AIEQ’s portfolio constantly updates which Natividad compares with the repeated updates on an iPhone. “Our system perpetually updates and it has been tremendously fun to share the different forms of investment data we receive and share it with investors,” he says.
During the pandemic years, the subjects under discussion were pharmaceutical data, based on clinical trials in Europe and the US, whereas now Elon Musk’s tweets about Twitter or views on Tesla, all throw up non-traditional unstructured data that are going to be important, Natividad says.
“It’s these non-traditional sources of data are going to be more important – it’s structured data as well but the part that’s growing is unstructured data.”
But he points out that 90 per cent of the data in the world was only created in the last two years. “The variety and velocity and volume of data is exploding,” he says.

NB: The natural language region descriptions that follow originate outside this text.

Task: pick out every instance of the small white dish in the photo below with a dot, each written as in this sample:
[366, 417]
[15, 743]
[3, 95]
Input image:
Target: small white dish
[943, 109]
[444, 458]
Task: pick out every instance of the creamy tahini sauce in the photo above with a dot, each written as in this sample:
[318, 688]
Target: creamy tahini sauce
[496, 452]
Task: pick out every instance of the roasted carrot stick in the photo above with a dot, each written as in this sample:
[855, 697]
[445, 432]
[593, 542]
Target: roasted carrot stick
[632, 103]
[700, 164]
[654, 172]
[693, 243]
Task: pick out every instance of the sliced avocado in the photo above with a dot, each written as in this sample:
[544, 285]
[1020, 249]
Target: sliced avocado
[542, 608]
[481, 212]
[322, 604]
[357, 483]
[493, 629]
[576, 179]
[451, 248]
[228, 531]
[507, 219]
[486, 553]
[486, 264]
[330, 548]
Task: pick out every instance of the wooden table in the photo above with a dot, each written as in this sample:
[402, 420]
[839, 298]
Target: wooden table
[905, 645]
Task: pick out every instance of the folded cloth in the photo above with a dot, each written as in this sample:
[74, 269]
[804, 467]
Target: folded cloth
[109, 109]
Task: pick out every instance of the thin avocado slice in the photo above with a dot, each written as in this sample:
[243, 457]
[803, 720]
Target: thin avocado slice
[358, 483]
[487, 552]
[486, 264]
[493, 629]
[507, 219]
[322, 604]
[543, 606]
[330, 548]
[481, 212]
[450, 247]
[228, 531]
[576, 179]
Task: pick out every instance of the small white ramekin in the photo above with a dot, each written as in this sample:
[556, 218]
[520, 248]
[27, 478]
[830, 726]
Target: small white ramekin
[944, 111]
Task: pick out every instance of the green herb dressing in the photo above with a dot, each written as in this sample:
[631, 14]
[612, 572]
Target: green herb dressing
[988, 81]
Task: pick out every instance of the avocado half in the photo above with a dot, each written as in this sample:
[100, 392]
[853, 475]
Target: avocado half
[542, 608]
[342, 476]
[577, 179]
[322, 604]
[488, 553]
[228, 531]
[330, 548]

Natividad draws an analogy between video conferencing and the growth in AI. “Compare a current video conference call with how it was a few years ago in terms of speed and quality,” he says.
“AI has been around for decades since the Turing tests in 1950, or Gary Kasparov and Deep Blue in 1996, or IBM Watson on Jeopardy 2011,” Natividad says, noting that the IBM Watson has built a great deal of credibility and ‘is tremendously important for investors’.